California is about to become the first state to officially regulate lane splitting – the practice of riding a motorcycle between lines of stalled or slow moving cars, The law isn’t going to change how the state’s bikers ride but it may cut down on tickets intended to harass riders.
California has always tolerated “lane sharing” which allows two motorcycles to ride side by side and allows a motorcycle and automobile to be parallel in the same lane. In early 2013, the California Office of Traffic Safety found that most bikers in the state do split lanes and that the practice is generally safe. Soon thereafter the California Highway Patrol issued a document online titled “Lane Splitting General Guidelines,” that finally told motorcyclists what would and would not get them a ticket. Until the guidelines were issued, bikers who rode the white line between lanes could be erratically and unpredictably cited for “illegal lane change.”

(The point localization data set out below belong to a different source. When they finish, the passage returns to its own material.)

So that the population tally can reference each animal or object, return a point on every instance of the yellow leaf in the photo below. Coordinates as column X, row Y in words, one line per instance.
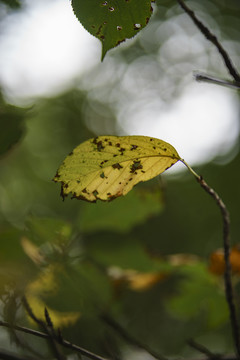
column 137, row 281
column 109, row 166
column 217, row 261
column 32, row 251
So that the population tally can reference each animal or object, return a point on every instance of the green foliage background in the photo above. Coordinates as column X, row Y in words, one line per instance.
column 83, row 245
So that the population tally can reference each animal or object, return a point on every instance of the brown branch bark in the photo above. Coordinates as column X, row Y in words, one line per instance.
column 227, row 273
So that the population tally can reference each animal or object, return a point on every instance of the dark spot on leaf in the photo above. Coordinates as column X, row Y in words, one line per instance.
column 134, row 147
column 99, row 145
column 137, row 26
column 117, row 166
column 119, row 42
column 136, row 165
column 122, row 151
column 95, row 193
column 62, row 192
column 112, row 197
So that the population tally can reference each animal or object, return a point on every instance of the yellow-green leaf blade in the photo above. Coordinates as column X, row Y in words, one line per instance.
column 109, row 166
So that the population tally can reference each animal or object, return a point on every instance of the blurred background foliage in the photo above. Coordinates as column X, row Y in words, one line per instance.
column 142, row 260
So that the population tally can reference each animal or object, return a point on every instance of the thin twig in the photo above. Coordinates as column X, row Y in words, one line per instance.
column 129, row 338
column 47, row 327
column 227, row 273
column 213, row 80
column 61, row 341
column 211, row 37
column 6, row 355
column 226, row 247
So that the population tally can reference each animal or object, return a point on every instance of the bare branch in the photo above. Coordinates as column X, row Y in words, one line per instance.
column 227, row 273
column 211, row 37
column 61, row 341
column 6, row 355
column 129, row 338
column 213, row 80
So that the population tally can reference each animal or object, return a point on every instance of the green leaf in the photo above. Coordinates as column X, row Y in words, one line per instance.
column 12, row 125
column 199, row 293
column 109, row 166
column 111, row 21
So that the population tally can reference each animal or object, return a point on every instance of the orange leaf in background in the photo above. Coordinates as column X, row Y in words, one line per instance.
column 217, row 262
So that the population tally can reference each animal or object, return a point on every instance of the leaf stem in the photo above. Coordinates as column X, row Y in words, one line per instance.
column 226, row 246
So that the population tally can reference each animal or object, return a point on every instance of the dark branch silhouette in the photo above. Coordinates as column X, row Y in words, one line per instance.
column 227, row 273
column 211, row 37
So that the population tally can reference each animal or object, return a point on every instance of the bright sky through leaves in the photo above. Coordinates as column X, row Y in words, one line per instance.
column 40, row 56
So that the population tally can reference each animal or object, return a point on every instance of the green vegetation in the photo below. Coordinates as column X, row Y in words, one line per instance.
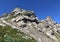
column 9, row 34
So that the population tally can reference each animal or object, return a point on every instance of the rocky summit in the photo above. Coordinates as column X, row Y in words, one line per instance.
column 45, row 30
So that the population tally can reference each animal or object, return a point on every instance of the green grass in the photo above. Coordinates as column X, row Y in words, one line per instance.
column 9, row 34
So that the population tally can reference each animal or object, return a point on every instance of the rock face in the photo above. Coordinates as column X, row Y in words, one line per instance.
column 45, row 30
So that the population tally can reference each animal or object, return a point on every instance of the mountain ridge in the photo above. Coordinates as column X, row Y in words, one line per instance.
column 41, row 30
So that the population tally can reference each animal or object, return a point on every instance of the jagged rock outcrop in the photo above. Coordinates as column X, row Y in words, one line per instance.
column 45, row 30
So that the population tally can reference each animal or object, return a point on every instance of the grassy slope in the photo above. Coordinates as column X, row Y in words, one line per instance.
column 8, row 34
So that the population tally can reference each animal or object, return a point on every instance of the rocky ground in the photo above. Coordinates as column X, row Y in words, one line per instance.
column 45, row 30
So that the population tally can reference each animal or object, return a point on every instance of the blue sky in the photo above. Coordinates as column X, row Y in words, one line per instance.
column 42, row 8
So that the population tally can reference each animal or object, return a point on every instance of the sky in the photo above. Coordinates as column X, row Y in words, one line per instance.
column 42, row 8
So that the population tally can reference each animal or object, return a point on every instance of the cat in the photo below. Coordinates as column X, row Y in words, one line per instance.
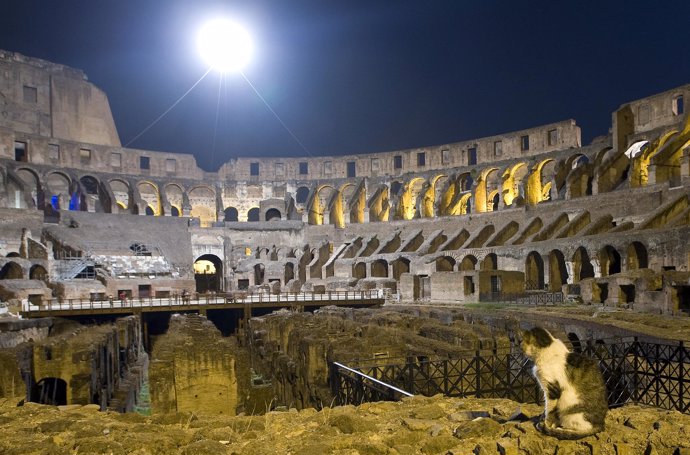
column 575, row 403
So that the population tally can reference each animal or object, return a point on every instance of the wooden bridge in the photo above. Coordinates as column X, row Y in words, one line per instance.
column 201, row 304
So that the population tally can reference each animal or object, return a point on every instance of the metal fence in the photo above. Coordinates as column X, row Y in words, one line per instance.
column 634, row 371
column 523, row 298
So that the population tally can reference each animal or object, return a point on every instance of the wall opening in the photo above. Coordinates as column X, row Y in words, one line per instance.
column 52, row 391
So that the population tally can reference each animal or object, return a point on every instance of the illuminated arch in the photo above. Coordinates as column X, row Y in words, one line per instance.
column 253, row 214
column 406, row 208
column 513, row 185
column 317, row 204
column 558, row 274
column 609, row 261
column 534, row 271
column 537, row 191
column 582, row 265
column 121, row 191
column 379, row 205
column 203, row 201
column 174, row 193
column 483, row 189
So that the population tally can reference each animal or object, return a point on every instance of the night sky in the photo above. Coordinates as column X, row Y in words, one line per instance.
column 356, row 76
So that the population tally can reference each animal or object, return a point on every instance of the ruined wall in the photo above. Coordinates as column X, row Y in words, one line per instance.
column 47, row 99
column 296, row 349
column 193, row 369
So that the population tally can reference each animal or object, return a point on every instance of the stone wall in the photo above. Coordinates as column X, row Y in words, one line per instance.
column 194, row 369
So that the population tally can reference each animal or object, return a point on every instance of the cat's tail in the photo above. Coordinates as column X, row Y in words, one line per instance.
column 564, row 433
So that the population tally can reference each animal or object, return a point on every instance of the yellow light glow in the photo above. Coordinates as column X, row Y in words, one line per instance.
column 225, row 45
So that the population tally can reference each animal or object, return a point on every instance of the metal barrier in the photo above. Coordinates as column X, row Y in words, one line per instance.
column 354, row 387
column 634, row 372
column 105, row 305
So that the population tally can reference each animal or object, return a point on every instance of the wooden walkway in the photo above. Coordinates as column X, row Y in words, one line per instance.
column 201, row 304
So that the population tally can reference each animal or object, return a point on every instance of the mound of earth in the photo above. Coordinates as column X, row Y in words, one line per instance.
column 417, row 425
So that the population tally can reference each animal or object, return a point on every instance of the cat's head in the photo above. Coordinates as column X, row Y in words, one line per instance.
column 535, row 340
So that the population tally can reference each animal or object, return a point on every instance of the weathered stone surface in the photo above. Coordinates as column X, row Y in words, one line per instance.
column 38, row 429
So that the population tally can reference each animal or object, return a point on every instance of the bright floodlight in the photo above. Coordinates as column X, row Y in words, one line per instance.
column 225, row 45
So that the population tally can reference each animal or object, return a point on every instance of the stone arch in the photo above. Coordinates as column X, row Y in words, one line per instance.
column 609, row 261
column 302, row 195
column 32, row 186
column 148, row 191
column 445, row 264
column 534, row 271
column 487, row 184
column 121, row 192
column 407, row 200
column 273, row 214
column 11, row 271
column 253, row 214
column 259, row 274
column 318, row 204
column 538, row 183
column 582, row 265
column 337, row 205
column 558, row 274
column 379, row 268
column 202, row 199
column 231, row 214
column 38, row 272
column 468, row 263
column 400, row 266
column 89, row 200
column 57, row 190
column 637, row 256
column 208, row 273
column 289, row 273
column 490, row 262
column 359, row 270
column 174, row 193
column 513, row 183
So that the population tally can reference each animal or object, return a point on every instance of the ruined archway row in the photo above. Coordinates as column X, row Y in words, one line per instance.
column 456, row 191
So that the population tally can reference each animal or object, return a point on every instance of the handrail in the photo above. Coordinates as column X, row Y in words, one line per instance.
column 385, row 384
column 56, row 305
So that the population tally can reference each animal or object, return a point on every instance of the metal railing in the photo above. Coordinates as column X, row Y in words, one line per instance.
column 353, row 386
column 634, row 371
column 523, row 298
column 107, row 304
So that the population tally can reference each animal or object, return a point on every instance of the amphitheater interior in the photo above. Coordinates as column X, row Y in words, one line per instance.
column 530, row 211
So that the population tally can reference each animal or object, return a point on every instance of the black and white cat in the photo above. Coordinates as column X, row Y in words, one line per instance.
column 573, row 387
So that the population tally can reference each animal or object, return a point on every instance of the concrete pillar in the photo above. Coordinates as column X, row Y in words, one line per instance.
column 685, row 165
column 597, row 267
column 652, row 174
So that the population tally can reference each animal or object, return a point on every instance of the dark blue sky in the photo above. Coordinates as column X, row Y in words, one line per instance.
column 356, row 76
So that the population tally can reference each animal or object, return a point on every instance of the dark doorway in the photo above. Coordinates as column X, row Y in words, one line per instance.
column 208, row 273
column 52, row 391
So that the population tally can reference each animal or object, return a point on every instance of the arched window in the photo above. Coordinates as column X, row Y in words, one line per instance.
column 231, row 214
column 253, row 214
column 272, row 215
column 302, row 195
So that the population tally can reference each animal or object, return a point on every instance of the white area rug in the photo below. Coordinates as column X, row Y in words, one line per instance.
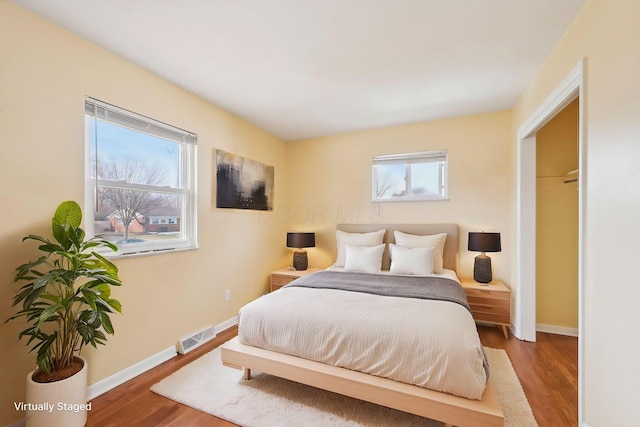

The CHP guidelines advised riders that they wouldn’t get ticketed if they did not split lanes going more than ten miles an hour faster than other traffic; or if they didn’t split lanes going faster than 40 miles per hour; and if they only split between the far left lanes and if they used reasonable care. California Highway Patrol motorcycle officers regularly split lanes and the intention was to clear up the legal confusion that surrounded the practice.
Then a semi-professional busy body named Kenneth Mandler complained to the California Office of Administrative Law that the CHP had illegally created an “underground regulation.” A majority of non-riders believes that lane splitting is dangerous and that riders need to be protected from their own stupidity. The CHP took down their guidelines and the issue has been in legal limbo for almost two years.
The new law, AB51, was introduced last December, modified last month and approved by the California Assembly on May 28. The new law is now in California Senate where it is expected to pass this year.
Bill 51 amends two sections of the current California vehicle code. As currently amended it reads:
“Existing law requires, whenever a roadway has been divided into 2 or more clearly marked lanes for traffic in one direction, that a vehicle be driven as nearly as practical entirely within a single lane and not be moved from the lane until the movement can be made with reasonable safety. A violation of the Vehicle Code is a crime. This bill would authorize a motorcycle that has 2 wheels in contact with the ground to be driven between rows of stopped or moving vehicles in the same lane if the motorcycle is not driven at a speed of more than 50 miles per hour and the motorcycle is driven no more than 15 miles per hour faster than the speed of traffic.”
The new law would allow lane splitting on both “divided and undivided streets, roads or highways.”
In the last year Washington, Oregon, Texas, Nevada and Tennessee have all considered new laws that would allow motorcycles to split lanes.